View this Project on Github

Python utility for downloading files from an archive on the Internet Archive. Uses the internetarchive package for downloading files. Utilizes multiprocessing to download multiple files simultaneously and speed up the download of archives with a large number of files.

Details

An archive download requires specifying the identifier of the archive. The identifier tag can be found on the archive's details page. Additionally, a glob string may be specified to filter which items to download from an archive. The user must specify a location for the download to be output on disk.

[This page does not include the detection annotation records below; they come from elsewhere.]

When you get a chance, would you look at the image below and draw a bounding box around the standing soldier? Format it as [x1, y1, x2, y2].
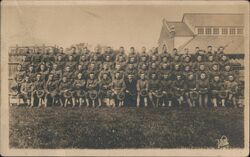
[197, 73, 210, 107]
[136, 73, 148, 107]
[148, 72, 162, 107]
[38, 64, 49, 81]
[62, 66, 74, 83]
[184, 73, 199, 107]
[44, 74, 59, 106]
[26, 65, 36, 82]
[14, 64, 26, 94]
[31, 73, 47, 107]
[59, 76, 75, 107]
[73, 72, 87, 107]
[65, 54, 77, 69]
[98, 72, 112, 107]
[86, 72, 98, 107]
[210, 75, 225, 107]
[160, 72, 174, 107]
[112, 71, 126, 107]
[32, 47, 42, 71]
[173, 73, 185, 106]
[50, 63, 62, 81]
[17, 75, 34, 106]
[125, 74, 137, 107]
[55, 54, 65, 70]
[225, 75, 239, 107]
[115, 46, 127, 62]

The ArchiveDownloader class speeds up the downloading of an archive with a large number of files by splitting the files to download among simultaneous processes. This allows multiple files to be downloaded at the same time, increasing the total bandwidth available. By default, the ArchiveDownloader class will use 4 processes, but this number can be increased or decreased by specifying the process_num parameter.

Usage

Can be used by either running archive_downloader.py with required arguments or by importing the ArchiveDownloader class into your own program.

Class Usage

To use the class in your own code, simply from archive_downloader import ArchiveDownloader and initialize an instance of the class with the desired parameters. Call the function download_archive() to initiate the download task. Use the `set_param()` function to change the parameters before another download task.

Command Line Usage

Command Line Arguments


                -i, --identifier
                    type=str
                    Required
                    Identifier of archive item to download from.
            

                -o, --output_loc
                    type=str
                    Required
                    Output location to download items to.
            

                -g, --glob_str
                    type=str
                    Default: None
                    Glob string to filter items within archive for download.
            

                -p, --process_num
                    type=int
                    Default: 4
                    Number of simultaneous download processes to run.
            

Example Command Line Usage

The command python archive_downloader.py -i example_archive_item -o C:\My_Output_Folder -g "*.jpg" -p 16 will download jpg files from "example_archive_item" to the folder "C:\My_Output_Folder" using 16 processes.